Whether the ambiguities in the statute are the result of inadequate drafting or of a conscious choice, born of political compromise, to leave issues for the courts to resolve, they must be construed in favor of the defendant. Under either the definition of gambling as proposed by the defendant or that proposed by the plaintiff:
[A]ll provisions of the federal . . . statute are coherent; no provisions are redundant; and the statute is not rendered utterly absurd. From the face of the statute, there is no more reason to think that [one definition is more correct than the other]. Under a long line of our decisions, the tie must go to the defendant.
Santos, 553 U.S. at 514 (plurality op.). In order to constitute an illegal gambling business under the IGBA, as at common law, the business must operate a game that is predominately a game of chance.
The government must demonstrate that it is more probable than not that poker is predominated by chance rather than skill. It has failed to do so.
The average poker player is not so highly skilled as to take advantage of an advanced player’s techniques and knowledge; yet skill, when sufficiently honed, makes the difference between winning and losing in poker. See Fig. 2-3, supra, and accompanying text. As in bridge, the champions who can consistently demonstrate that skill underlies success in the game are few. Dr. Heeb has shown persuasively that skilled players will predominated over the less skilled in a relatively short time.
The rule of lenity places the burden of proof on the government. It has failed to show that it is more likely than not that chance predominates over skill in poker. Dr.
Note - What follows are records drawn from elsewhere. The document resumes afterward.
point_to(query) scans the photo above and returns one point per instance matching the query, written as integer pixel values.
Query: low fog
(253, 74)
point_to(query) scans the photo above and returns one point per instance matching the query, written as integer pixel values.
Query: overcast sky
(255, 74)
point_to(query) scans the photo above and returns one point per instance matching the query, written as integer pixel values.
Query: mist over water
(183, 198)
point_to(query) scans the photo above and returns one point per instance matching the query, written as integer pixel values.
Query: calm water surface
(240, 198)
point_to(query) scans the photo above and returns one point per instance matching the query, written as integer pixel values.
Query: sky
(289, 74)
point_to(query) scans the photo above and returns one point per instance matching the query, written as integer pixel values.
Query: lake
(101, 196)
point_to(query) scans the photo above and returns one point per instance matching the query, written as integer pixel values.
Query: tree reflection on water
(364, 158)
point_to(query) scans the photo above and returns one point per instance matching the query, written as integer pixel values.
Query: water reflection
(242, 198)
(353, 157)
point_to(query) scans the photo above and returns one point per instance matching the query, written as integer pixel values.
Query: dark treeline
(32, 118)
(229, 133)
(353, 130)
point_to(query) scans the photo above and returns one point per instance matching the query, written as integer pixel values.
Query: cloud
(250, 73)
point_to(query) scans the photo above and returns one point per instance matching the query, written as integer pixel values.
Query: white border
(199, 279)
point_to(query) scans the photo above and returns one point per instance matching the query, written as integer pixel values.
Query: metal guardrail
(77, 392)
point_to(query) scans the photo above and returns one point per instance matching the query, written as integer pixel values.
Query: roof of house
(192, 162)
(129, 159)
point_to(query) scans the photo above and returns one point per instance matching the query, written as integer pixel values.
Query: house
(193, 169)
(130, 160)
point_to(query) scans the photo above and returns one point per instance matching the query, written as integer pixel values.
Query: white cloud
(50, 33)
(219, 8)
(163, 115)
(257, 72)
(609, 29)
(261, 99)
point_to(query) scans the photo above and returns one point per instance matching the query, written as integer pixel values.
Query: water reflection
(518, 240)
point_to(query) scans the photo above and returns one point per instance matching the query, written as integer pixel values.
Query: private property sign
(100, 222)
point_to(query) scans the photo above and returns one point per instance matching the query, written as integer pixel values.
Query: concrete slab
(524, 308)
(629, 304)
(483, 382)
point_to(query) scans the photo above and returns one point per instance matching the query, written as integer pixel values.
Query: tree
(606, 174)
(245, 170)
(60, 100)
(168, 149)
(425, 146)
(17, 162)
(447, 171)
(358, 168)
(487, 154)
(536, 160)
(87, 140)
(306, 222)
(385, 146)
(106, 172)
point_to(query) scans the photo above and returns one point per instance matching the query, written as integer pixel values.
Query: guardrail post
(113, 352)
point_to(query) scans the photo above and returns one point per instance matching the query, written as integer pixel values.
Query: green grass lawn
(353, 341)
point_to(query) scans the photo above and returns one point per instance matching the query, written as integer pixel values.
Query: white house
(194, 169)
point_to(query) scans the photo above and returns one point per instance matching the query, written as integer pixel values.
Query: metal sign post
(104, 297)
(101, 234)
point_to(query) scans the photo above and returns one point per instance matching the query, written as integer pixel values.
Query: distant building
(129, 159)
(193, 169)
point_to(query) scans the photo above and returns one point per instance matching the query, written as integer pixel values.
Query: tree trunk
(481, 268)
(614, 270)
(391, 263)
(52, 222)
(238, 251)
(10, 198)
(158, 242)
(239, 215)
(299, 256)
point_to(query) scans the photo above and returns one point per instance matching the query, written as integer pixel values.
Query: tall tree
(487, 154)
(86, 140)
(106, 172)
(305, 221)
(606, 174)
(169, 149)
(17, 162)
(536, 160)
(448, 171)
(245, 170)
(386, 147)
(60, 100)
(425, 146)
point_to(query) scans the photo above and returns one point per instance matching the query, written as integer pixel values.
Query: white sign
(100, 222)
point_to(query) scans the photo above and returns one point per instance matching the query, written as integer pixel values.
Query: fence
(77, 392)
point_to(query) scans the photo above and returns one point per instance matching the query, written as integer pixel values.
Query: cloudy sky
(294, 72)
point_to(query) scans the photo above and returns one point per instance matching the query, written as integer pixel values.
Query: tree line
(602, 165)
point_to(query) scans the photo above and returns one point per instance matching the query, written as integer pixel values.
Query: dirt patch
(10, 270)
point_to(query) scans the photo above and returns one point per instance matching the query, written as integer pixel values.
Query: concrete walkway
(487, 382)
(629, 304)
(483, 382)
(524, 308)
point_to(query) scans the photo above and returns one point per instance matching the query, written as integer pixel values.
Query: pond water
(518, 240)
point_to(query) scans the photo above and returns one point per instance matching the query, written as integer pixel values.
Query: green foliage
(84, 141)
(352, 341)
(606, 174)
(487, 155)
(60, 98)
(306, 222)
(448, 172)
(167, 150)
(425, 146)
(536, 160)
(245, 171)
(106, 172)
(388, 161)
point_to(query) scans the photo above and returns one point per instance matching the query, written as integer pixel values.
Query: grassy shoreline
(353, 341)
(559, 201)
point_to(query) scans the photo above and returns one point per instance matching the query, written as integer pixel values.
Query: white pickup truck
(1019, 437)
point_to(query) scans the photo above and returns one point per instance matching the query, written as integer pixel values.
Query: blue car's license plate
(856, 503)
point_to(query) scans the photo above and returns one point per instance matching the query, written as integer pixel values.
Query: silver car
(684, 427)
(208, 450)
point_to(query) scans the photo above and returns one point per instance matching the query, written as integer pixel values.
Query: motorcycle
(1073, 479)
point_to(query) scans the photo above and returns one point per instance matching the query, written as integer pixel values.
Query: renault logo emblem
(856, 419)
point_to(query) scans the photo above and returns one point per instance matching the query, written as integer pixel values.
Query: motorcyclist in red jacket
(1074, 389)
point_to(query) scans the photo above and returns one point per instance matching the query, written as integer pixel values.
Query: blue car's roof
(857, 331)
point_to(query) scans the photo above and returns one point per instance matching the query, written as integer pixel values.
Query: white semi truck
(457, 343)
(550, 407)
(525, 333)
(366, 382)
Heeb’s studies and conclusions are found to be accurate and persuasive by this court, which heard andanalyzed all the evidence. Even were the expert testimony to have left the court in a state of equipoise, the rule of lenity requires that it find in favor of the defendant.
Because the poker played on the defendant’s premises is not predominately a game of chance, it is not gambling as defined by the IGBA. That the statute was targeted at limiting the influence of organized crime, and organized crime groups have operated poker games beginning in the years since its passage, does not retroactively change the statute’s scope. “The statute should not be extended . . . simply because it may seem to us that a similar policy applies, or upon the speculation that if the legislature had thought of it, very likely broader words would have been used.” McBoyle, 283 U.S. at 27.
Neither the text of the IGBA nor its legislative history demonstrate that Congress designed the statute to cover all state gambling offenses. Nor does the definition of "gambling" include games, such as poker, which are predominated by skill. The rule of lenity compels a narrow reading of the IGBA, and dismissal of defendant's conviction.